I have an idea for a novel. I've been thinking about it for a while, but now...well, I've committed the suggestion to the internet, haven't I? Perhaps that vague promise will encourage me to realise the ambition. If you're wondering what the idea is, know this: it will have zombies. It will have robots. And that is all I shall tell you.

Incidentally, my latest review (for Golden Axe: Beast Rider) is available here.

Monday, 29 September 2008

Starting again

A friend of mine has been keeping an online journal for several years now. Since I moved away, this has served as one of few remaining connections to my old life and, especially in light of a diminished family presence (the relatives I still care for live many miles away), I value it as a quite precious resource.

After a failed attempt several years ago, I have been thinking of starting my own blog in the hope that it might present a similar touchstone to old friends. Primarily though, for my own benefit, I want to make an artefact of my thoughts - as I read
my friend's journal, it occurs to me that too many of my own memories are plucked bare by time or uprooted altogether.

So, I'm starting again.

This weekend, my aunt and uncle visited us, along with their four children. I had not seen them for over five years, during which time I had been living with my new family - Sarah and her two daughters (whom I like to think of as my own) accepted and loved me at a time when everything was falling apart, and for that they will always have my devotion.
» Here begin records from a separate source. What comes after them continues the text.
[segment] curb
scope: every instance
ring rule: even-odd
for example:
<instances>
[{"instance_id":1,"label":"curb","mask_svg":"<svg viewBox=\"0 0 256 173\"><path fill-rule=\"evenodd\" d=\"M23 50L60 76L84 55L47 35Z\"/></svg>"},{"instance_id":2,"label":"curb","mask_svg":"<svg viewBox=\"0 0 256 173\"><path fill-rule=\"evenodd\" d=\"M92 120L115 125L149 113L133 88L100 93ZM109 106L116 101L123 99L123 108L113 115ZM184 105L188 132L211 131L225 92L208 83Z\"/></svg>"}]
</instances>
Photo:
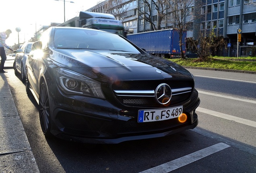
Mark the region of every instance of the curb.
<instances>
[{"instance_id":1,"label":"curb","mask_svg":"<svg viewBox=\"0 0 256 173\"><path fill-rule=\"evenodd\" d=\"M3 73L0 73L0 173L39 173Z\"/></svg>"},{"instance_id":2,"label":"curb","mask_svg":"<svg viewBox=\"0 0 256 173\"><path fill-rule=\"evenodd\" d=\"M227 72L239 72L242 73L246 73L246 74L256 74L256 71L246 71L246 70L231 70L231 69L224 69L222 68L210 68L206 67L193 67L193 66L183 66L183 67L185 68L192 68L192 69L197 69L200 70L211 70L213 71L225 71Z\"/></svg>"}]
</instances>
Nonetheless, a persistent sadness has festered over the rending of my original family. Anne and Simon's visit has done much to lift this weight.

Our children played with their children; Anne and Sarah spoke like old friends, drinking wine; Simon regaled us as warmly and charismatically as I always remembered. Why had we not done this earlier? Two distinct families became one and the same, as if it had always been so.

I had to hold back tears as they left, assuring myself that this was a new beginning, and that none of us would let five years pass between us again. As Sarah consoled me I realised how lucky I really am.